O contrato entre o poder público e privado.

Foto ilustrativa
Do mesmo modo que é impossível não sentir o sabor do mel ou do veneno que nos tocam a língua, é também impossível para quem lida com fundos do governo não experimentar, ao menos um pouco, da riqueza do Soberano. Kautilya (primeiro-ministro de um Estado do Norte da índia há mais de dois mil anos).

A dependência entre os dois setores é necessária. A corrupção é que não é.

Novo governo e as mesmas armadilhas comerciais há de continuar a predominar em nossa cidade, cidade esta que em sua função econômica é a do comércio.
Todos os esperantinenses já sabem que nossa cidade vive do comércio. Isso não é mais novidade.

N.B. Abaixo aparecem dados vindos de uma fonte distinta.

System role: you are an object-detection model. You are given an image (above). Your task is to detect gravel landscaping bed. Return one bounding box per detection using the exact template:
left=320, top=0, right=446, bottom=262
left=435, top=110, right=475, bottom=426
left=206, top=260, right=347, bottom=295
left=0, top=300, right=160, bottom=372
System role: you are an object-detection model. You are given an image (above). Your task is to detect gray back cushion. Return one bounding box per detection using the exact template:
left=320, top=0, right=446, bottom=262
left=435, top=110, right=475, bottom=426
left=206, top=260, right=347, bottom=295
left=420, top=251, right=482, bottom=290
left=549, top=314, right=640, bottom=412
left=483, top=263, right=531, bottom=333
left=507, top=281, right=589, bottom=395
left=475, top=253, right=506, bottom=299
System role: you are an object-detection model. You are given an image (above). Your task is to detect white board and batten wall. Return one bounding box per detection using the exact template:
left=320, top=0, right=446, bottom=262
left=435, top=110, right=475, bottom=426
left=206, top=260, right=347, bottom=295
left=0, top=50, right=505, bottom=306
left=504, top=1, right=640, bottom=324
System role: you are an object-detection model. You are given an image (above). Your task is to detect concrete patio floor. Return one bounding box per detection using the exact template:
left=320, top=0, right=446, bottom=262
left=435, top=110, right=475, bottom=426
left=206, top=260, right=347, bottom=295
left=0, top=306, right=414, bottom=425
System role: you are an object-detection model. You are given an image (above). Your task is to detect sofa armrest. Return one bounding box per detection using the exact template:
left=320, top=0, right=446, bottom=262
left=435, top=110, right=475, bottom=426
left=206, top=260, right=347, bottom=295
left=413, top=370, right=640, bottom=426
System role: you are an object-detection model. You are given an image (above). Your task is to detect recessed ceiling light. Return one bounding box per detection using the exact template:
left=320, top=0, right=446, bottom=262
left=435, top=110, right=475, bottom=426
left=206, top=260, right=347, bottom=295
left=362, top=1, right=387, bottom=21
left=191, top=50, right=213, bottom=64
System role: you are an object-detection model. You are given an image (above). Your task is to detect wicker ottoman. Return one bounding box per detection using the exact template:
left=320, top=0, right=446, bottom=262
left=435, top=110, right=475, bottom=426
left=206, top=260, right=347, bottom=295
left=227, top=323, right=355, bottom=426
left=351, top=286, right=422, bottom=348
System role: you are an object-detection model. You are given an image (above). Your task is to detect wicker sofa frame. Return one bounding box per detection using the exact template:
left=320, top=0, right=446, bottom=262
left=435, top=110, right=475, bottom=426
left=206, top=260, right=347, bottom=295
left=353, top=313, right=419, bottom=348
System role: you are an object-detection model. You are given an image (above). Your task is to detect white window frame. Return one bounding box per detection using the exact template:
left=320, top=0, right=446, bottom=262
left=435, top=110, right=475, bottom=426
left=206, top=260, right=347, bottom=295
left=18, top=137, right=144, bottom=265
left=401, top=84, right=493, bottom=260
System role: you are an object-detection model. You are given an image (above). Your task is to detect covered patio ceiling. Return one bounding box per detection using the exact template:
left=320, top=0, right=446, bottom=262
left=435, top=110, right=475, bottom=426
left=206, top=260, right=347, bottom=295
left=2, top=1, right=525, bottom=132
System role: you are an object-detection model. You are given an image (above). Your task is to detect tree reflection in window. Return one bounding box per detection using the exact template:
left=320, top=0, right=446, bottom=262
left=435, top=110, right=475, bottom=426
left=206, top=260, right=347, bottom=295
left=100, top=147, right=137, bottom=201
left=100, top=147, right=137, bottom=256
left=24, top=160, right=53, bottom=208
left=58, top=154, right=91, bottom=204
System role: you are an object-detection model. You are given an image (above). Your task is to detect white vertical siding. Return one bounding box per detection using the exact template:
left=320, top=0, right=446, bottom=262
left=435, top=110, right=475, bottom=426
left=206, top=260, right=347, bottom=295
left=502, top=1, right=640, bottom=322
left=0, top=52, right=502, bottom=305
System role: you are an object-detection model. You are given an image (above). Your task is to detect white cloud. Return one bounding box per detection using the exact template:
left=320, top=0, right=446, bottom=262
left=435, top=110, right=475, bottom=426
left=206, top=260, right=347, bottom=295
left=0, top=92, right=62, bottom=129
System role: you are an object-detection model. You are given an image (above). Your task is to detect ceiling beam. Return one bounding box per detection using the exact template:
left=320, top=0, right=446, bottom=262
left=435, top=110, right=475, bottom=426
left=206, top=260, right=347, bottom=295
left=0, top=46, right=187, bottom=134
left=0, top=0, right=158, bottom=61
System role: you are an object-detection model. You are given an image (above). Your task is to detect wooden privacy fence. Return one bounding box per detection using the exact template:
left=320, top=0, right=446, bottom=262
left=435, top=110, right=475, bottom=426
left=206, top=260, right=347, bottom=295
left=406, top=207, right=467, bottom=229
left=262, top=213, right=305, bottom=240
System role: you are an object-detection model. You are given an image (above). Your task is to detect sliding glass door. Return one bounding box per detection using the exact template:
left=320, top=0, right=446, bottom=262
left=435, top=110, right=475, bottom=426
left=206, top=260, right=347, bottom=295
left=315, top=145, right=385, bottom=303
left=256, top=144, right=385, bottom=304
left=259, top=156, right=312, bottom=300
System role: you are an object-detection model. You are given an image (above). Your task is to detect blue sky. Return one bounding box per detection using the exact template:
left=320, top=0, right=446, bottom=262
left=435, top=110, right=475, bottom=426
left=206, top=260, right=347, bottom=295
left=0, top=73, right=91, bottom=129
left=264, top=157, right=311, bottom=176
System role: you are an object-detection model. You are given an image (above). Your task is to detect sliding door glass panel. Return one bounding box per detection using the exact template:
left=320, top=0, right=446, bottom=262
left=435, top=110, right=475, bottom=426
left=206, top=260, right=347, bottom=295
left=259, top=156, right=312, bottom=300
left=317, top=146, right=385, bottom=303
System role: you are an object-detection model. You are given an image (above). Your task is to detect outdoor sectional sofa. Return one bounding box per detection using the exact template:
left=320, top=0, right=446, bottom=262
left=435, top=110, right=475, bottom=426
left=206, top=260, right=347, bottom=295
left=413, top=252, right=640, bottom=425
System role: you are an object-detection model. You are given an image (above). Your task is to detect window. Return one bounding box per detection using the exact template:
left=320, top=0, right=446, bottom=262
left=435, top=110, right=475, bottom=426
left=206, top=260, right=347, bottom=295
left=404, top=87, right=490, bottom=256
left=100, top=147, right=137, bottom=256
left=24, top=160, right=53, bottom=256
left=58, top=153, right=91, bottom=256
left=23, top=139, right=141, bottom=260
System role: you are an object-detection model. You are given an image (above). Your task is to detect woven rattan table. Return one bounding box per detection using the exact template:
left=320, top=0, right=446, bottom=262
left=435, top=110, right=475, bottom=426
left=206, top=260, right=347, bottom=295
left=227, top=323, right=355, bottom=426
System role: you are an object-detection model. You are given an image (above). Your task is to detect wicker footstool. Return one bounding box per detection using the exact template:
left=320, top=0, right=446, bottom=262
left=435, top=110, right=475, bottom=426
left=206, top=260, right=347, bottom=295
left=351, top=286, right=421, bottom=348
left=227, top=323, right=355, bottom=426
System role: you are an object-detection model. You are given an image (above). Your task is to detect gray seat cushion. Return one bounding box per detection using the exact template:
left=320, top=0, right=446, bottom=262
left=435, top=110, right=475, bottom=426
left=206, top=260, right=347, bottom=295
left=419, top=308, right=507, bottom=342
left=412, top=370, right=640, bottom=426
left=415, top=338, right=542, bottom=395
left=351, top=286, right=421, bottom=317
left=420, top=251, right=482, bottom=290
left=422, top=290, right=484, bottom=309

Nos dias de Segunda e Sexta Feiras a cidade é bem movimentada com a presença de inúmeras pessoas das cidades e localidades circunvizinhas a procura de produtos e serviços.

Entra governo, sai governo e os soberanos ficam cada vez mais soberanos e os marginalizados cada vez mais submissos.
A Lei 8666 de 21 de Junho de 1993 (Lei das Licitações) estabelece normas gerais sobre licitações e contratos administrativos pertinentes a obras, serviços, compras, alienações e locações no âmbito federal, estadual e municipal.
A situação já esteve pior quando comparado ao momento atual. Já temos, pelo menos até o dia 31 de Dezembro do corrente ano, um departamento de Empreendedorismo onde o mesmo ajuda, de forma técnica, as micros e pequenas empresas da cidade a se formalizarem e entrarem na concorrência das licitações feitas pelo Poder Público de Esperantina.
A questão é que a concorrência é injusta e muitas das vezes o gestor municipal dificulta a mesma.

Do lápis à uma estrada, da cadeira à um edifícil, do macarrão aos utensílios médicos utilizados na secretaria de saúde, da locação de um carro à limpeza pública, tudo que é comprado ou encomendado passa por uma licitação.
Meio a locação de inúmeras casas de certo empresário do ramo de peças de carros e aluguel de carros do atual presidente da Câmara Municipal por parte da Prefeitura fica a indagação: será que a partir de 1º Janeiro tudo isso irá continuar? Se continuar quem irá se beneficiar com este entrosamento político entre os dois setores?

A vulnerabilidade entre os agentes que compõe esta negociação de licitação é muito grande quando os interesses pessoais (família) são maiores do que as necessidades daqueles que irão usufruir dos produtos e serviços depois de alocados. Portanto os agentes que irão participar das licitações devem ser pessoas comprometidas antes da mais nada com a coisa pública além do que com a qualidade do produto/serviço que o governo irá contratar para os beneficiados que neste caso é a sociedade em geral.

Infelizmente presenciamos muitos empresários crescerem da noite para o dia durante um mandato de 4 anos em todas as cidades do país e Esperantina não fica de fora dessa vergonha administrativa. Quantos pequenos empreendimentos de canto de rua tornaram-se "aloprados" faraônicos dos negócios nos últimos 12 anos? Pela contagem não se chega ao fim da Avenida Petrônio Portela sem que cansemos de contar.

Os gastos públicos repassados para o poder privado são inúmeros e os beneficiados são capazes de quase tudo para se darem bem nessa jogada de mestre entre uma campanha e outra.
Muitos acham que dinheiro de campanha é um gasto, mas não é. Para quem perde pode até ser, mas para quem banca os vitoriosos é puro investimento e todos nós iremos vivenciar isso no decorrer dos dias que virão assim já estava escrito nos contratos de outrora.